Center for Monitoring, Analysis and Strategy
- Formation: March 2021; 4 years ago
- Headquarters: Berlin, Germany
- Website: cemas.io

= Center for Monitoring, Analysis and Strategy =

German extremism monitoring agency

The Center for Monitoring, Analysis and Strategy (CeMAS) is a German non-profit extremism monitoring agency established in 2021. Its stated focus is on creating an early warning system against conspiracy ideologies, disinformation and far-right extremism.

== Overview ==

The Center for Monitoring, Analysis and Strategy was established in March 2021 by political data scientist Josef Holnburger and social psychologist Pia Lamberty, with the intent of developing an early warning system against conspiracy ideologies, disinformation and far-right extremism. The other founding members are senior researchers Miro Dittrich and Jan Rathje, and cognitive scientist Rocío Rocha Dietz. It is based in Berlin and is funded by the Alfred Landecker Foundation, which provided the organization with €2.8 million. The organization tracks far-right activity on Telegram.

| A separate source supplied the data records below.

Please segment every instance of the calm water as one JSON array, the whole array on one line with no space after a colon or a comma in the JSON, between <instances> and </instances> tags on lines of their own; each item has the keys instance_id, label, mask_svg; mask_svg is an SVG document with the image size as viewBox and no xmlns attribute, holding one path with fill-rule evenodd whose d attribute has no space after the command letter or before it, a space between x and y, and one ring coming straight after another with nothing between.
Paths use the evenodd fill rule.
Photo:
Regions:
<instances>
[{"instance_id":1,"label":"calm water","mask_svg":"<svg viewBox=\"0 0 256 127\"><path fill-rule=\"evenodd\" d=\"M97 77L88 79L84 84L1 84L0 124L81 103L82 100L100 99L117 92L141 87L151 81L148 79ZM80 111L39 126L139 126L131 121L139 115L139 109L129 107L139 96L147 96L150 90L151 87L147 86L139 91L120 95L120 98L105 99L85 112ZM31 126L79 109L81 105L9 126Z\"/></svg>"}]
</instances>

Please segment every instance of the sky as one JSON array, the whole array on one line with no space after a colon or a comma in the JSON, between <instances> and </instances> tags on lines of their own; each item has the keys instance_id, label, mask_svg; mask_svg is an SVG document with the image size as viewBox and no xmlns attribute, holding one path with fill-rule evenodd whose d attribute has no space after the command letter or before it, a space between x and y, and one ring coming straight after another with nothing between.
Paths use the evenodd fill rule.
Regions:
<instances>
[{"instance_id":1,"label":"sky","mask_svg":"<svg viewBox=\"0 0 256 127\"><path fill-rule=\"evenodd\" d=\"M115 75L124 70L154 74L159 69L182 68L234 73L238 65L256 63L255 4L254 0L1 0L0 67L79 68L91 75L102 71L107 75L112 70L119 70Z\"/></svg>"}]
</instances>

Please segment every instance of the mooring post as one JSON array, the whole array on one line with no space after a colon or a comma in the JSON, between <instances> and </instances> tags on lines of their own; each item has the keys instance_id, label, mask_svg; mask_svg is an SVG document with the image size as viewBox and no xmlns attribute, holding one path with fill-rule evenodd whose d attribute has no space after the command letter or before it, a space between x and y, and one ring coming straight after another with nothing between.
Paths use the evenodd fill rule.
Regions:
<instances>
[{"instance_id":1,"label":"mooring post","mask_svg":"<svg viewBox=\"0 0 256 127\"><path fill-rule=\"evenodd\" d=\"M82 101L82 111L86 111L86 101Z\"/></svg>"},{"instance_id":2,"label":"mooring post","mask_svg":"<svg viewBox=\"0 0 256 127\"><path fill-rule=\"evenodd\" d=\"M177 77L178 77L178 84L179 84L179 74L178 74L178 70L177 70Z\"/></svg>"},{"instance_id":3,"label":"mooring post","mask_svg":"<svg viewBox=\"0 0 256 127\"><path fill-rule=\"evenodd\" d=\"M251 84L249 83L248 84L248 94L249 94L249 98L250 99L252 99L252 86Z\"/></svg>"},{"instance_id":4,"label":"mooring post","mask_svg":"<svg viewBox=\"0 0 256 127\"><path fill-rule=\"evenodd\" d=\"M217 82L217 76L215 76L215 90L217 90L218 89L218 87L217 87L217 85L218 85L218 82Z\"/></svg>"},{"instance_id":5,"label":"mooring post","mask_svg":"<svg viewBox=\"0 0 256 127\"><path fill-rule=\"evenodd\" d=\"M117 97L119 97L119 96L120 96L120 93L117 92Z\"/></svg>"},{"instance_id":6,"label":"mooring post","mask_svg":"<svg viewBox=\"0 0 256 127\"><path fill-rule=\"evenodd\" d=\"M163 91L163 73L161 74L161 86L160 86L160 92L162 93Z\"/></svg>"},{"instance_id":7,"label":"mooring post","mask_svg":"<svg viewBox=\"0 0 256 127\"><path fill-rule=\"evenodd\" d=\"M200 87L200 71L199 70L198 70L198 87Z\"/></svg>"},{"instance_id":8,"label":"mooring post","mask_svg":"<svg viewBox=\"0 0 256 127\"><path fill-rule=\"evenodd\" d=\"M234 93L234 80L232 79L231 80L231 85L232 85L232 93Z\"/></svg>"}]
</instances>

During the 2021 German federal election, CeMAS found that false claims of voter fraud had become commonplace on Telegram in Germany, with accusations against Dominion Voting Systems being common despite the company's technology not being used in German elections. Dittrich said, "We have seen far-right actors try to claim election fraud since at least 2016, but it didn't take off. When Trump started telling the 'big lie,' it became a big issue in Germany, sometimes bigger than the pandemic, because far-right groups and the AfD are carefully monitoring the success Trump is having with this narrative."

CeMAS staff are consulted by many media outlets as experts on topics such as conspiracy theories, Russian propaganda, Reich citizens and anti-Semitism.

In 2023, CeMAS was presented with the Philipp Morris Power for Democracy Award for outstanding democratic engagement.